Defending MoMA acquistions on New York Magazine


Richard Tuttle, Letters (The Twenty-Six Series). 1966, collection MoMA

As part of the discussion on "Manhattan Mega Storage" on the New York Magazine website, another blogger voiced the following sentiment:

I never understood how a museum of modern art could ignore its holdings and collect market driven contemporary art as if its mission statement has a reality clause that required it to hew to the directives of concentrated capital.

Is that all art is? The high water mark of money, a stain on the wall? The MOMA is counterfeiting it's authority and selling shares in a mirage.
I felt compelled to offer the following defense of the museum acquisition process:

Many paintings, sculptures, drawings, etc. in MoMA's permanent collection were acquired when they were still "market driven contemporary art" themselves, closer to the moment of their actual creation. That's how museums function. They attempt to be prescient, ahead of the curve. They cannot always afford to buy after there is a consensus on the art historical value of a work.

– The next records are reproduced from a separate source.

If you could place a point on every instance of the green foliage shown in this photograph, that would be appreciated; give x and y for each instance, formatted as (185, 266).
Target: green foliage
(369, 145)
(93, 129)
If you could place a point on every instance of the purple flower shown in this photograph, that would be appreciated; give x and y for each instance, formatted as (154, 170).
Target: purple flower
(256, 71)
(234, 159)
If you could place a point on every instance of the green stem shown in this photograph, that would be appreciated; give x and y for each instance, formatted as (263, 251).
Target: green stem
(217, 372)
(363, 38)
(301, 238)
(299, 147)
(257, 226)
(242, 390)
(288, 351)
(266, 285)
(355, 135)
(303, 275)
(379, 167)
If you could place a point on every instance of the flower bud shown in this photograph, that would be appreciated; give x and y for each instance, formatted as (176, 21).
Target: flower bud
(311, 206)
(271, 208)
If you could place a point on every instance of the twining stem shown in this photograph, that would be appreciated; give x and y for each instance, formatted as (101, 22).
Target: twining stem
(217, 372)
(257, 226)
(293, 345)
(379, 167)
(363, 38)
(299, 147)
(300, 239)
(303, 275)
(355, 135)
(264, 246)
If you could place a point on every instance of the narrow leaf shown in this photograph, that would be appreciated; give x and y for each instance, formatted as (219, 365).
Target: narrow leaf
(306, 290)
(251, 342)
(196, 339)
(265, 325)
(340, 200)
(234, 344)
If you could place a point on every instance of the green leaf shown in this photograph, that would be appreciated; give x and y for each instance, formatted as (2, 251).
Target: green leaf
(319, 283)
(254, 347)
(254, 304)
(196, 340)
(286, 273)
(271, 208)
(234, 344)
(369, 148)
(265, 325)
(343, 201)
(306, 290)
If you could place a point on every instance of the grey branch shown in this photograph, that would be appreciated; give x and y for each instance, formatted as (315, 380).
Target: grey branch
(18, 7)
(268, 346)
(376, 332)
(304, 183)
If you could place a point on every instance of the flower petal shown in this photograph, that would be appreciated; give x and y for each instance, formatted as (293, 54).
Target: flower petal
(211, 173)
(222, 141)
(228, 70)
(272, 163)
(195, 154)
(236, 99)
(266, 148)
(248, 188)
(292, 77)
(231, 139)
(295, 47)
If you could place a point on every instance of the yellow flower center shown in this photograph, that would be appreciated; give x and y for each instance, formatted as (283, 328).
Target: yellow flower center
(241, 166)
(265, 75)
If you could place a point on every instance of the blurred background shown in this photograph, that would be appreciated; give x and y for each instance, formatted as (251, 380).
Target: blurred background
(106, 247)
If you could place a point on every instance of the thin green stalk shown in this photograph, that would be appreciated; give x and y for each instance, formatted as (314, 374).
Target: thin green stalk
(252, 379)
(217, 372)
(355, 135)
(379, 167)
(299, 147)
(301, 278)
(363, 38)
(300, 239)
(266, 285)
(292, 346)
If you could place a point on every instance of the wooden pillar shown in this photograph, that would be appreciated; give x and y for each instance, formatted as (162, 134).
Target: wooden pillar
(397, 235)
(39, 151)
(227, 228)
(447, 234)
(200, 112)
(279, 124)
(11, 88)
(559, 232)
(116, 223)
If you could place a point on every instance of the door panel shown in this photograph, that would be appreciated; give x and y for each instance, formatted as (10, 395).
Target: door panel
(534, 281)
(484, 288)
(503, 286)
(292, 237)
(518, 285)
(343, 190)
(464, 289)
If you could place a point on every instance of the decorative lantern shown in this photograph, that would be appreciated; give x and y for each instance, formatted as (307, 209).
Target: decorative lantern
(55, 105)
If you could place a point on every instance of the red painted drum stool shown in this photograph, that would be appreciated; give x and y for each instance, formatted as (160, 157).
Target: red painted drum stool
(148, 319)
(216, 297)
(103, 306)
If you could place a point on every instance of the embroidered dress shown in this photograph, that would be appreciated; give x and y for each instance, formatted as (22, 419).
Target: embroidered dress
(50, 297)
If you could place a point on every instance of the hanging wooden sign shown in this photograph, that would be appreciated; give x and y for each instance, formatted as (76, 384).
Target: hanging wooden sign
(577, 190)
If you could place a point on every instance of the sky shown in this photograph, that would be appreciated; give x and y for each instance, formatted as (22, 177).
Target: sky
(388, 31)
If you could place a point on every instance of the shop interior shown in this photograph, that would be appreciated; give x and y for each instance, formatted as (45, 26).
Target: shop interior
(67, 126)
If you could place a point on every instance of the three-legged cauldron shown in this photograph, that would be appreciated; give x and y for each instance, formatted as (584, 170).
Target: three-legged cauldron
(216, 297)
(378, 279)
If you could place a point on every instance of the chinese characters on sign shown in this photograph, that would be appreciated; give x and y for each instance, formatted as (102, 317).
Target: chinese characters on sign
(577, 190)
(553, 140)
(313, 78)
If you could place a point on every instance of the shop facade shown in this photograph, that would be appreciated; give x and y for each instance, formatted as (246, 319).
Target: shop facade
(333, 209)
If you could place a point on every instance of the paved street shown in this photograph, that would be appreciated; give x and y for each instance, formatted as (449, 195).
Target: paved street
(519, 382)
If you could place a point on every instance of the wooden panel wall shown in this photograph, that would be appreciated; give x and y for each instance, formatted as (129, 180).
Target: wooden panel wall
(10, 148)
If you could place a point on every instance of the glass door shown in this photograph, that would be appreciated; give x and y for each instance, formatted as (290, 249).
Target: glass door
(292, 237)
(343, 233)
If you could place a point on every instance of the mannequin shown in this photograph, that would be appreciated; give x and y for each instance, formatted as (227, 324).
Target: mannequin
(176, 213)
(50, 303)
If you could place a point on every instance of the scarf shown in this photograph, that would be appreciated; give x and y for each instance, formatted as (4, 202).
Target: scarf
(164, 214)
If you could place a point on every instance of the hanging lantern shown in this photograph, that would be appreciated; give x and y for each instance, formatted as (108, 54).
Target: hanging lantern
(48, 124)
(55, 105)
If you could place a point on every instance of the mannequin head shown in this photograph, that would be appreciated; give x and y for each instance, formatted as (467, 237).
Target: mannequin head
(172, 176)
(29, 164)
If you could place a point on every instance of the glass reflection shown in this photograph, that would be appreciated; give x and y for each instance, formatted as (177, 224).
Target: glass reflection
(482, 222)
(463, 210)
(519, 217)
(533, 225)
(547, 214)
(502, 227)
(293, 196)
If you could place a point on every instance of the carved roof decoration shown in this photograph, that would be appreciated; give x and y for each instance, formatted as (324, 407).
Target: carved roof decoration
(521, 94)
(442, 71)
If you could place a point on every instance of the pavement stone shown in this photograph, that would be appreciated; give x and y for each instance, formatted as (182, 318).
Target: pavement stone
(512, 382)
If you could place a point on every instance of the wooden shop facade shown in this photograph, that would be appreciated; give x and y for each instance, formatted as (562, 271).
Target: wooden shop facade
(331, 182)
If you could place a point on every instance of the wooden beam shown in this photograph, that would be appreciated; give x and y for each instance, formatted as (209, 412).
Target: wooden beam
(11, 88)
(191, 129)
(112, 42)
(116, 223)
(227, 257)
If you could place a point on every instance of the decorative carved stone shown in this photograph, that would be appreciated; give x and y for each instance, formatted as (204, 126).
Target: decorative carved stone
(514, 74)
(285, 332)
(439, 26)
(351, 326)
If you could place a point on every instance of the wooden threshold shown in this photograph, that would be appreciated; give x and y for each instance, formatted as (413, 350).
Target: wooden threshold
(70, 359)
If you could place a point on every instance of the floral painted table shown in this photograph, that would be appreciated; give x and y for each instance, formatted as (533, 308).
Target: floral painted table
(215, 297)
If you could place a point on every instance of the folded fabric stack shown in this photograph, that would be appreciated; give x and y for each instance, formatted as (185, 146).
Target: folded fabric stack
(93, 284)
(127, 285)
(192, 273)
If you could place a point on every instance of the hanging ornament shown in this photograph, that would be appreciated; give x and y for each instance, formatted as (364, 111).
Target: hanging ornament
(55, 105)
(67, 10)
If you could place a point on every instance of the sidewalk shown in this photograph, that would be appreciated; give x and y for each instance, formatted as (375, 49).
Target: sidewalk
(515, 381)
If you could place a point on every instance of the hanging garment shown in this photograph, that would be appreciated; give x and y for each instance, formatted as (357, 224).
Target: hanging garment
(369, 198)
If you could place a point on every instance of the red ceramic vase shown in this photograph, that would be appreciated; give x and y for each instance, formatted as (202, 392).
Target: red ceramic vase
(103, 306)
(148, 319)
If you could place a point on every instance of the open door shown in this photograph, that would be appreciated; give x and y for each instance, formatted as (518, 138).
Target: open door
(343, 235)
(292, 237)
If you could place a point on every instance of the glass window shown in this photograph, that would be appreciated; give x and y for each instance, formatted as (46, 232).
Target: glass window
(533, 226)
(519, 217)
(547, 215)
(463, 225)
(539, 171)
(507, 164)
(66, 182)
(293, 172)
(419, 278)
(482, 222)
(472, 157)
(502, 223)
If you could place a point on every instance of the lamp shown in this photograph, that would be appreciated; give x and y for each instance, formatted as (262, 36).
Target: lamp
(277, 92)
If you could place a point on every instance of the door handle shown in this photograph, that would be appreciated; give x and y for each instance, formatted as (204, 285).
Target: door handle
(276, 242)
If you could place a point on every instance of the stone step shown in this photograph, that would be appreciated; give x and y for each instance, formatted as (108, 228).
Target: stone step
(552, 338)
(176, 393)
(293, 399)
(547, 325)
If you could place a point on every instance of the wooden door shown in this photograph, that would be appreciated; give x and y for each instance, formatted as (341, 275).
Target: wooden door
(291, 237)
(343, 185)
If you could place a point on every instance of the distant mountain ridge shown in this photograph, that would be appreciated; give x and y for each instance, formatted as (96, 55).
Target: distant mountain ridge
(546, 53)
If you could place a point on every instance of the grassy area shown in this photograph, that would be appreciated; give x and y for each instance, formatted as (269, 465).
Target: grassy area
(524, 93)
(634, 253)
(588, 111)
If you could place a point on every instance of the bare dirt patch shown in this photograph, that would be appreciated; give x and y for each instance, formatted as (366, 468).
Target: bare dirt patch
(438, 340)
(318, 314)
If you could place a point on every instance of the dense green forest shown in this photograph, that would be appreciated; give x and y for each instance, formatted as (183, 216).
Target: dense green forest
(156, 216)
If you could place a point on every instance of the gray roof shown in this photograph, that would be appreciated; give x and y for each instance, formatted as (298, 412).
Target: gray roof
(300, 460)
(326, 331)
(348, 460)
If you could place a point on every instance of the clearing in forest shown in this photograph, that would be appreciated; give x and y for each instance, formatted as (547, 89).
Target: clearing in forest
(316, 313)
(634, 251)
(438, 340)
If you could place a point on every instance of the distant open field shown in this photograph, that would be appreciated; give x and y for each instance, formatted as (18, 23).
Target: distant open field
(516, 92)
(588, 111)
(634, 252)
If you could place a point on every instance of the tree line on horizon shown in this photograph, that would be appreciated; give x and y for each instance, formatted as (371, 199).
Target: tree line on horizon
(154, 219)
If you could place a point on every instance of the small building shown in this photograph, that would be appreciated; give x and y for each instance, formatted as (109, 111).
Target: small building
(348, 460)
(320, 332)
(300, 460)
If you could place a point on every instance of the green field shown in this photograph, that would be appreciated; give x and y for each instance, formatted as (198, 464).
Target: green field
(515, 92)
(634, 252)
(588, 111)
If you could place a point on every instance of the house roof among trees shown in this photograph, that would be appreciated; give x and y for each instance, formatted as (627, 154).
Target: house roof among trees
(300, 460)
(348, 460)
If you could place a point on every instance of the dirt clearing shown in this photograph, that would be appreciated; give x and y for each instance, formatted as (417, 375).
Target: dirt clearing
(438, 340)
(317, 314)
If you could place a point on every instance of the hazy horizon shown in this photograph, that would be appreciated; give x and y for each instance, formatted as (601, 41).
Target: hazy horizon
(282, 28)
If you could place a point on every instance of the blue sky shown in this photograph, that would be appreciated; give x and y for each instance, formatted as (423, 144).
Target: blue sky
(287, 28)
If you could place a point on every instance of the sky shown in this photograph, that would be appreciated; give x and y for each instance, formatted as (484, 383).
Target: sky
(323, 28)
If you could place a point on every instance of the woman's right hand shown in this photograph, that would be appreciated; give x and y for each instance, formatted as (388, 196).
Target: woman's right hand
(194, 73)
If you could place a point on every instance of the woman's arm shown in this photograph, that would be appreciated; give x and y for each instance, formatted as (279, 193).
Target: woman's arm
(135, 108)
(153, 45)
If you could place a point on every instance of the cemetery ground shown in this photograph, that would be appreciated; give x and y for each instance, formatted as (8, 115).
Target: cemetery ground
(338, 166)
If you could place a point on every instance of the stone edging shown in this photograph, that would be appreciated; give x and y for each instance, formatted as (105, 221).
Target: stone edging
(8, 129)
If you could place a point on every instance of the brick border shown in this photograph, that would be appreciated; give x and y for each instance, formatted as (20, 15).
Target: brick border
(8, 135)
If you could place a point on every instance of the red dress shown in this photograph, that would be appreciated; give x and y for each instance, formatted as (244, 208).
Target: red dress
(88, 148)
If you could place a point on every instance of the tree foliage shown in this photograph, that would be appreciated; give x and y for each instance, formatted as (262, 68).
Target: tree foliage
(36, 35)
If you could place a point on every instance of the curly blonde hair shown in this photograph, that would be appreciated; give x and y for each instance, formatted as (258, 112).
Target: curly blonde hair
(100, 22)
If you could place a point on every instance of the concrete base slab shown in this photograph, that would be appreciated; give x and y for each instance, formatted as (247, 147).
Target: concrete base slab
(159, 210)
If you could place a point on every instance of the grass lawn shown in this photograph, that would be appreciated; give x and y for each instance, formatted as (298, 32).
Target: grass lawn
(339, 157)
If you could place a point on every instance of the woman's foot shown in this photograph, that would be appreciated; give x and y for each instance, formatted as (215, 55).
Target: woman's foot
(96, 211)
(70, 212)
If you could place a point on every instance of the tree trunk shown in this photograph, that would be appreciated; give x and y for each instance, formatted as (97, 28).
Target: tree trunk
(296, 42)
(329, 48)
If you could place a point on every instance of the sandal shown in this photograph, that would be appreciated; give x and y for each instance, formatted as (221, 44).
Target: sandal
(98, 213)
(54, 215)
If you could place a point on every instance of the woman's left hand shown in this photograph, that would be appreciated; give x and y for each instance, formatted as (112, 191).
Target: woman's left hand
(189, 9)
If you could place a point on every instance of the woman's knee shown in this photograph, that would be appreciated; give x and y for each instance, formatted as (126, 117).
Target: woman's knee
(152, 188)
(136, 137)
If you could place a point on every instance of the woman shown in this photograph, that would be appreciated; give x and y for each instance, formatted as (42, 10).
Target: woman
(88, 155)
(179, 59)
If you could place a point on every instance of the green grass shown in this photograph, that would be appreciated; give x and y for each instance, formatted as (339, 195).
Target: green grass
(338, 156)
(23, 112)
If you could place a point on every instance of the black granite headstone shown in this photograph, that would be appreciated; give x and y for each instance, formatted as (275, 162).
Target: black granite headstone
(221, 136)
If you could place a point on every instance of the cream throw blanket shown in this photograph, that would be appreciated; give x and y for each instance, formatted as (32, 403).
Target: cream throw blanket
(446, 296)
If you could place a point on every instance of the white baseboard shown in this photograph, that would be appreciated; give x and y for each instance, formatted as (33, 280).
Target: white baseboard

If you would allow me to rephrase "the directives of concentrated capital" as the decisions of a board of trustees, it's obvious that money talks loudly in the acquisition process. Museums often collect work through the agency of their trustees, who might serve on committees, make outright gifts, fund shows, etc. The links between money, power and art philanthropy are a given. The hope is that these trustees are not there merely to aggrandize their own private holdings, or to consolidate their power, but in a genuine mission to improve the institution on whose board they serve.

It is not a perfect arrangement. But barring the complete public funding of museums, which would then have to answer to politicians and government arts administrators, and which is unlikely in the USA for many reasons, the private sector is where museums find their capital and their structure. Private citizens are corruptible, whatever their social, financial class, and some will take advantage of any situation. But I prefer to consider "the high water mark of money" as a positive good, as a means by which arts institutions can divert capital from its usual tributaries (in banking, investment, real estate) and have it flow into the aesthetic arena.


Richard Tuttle,
Lable #13-16, 2004-5

Times and tastes do change. At a benefit dinner last night for the Brodsky Center For Innovative Editions at Rutgers University in New Jersey, which honored artist Richard Tuttle (among others), I had occasion to remark that, while the uproar concerning a show of Tuttle at the Whitney in 1975 was enough to get curator Marcia Tucker fired, the importance of his post-minimal gesture, his amazing subtlety of material and structure, is just about axiomatic today. There are now hundreds of artists following his footsteps. But thirty years ago, his work could provoke scandal.

Tuttle enjoyed another retrospective at the Whitney in 2005, thirty years after skeptics panned his first outing. This second show was viewed in some quarters as a necessary corrective, and received coverage on these very pages.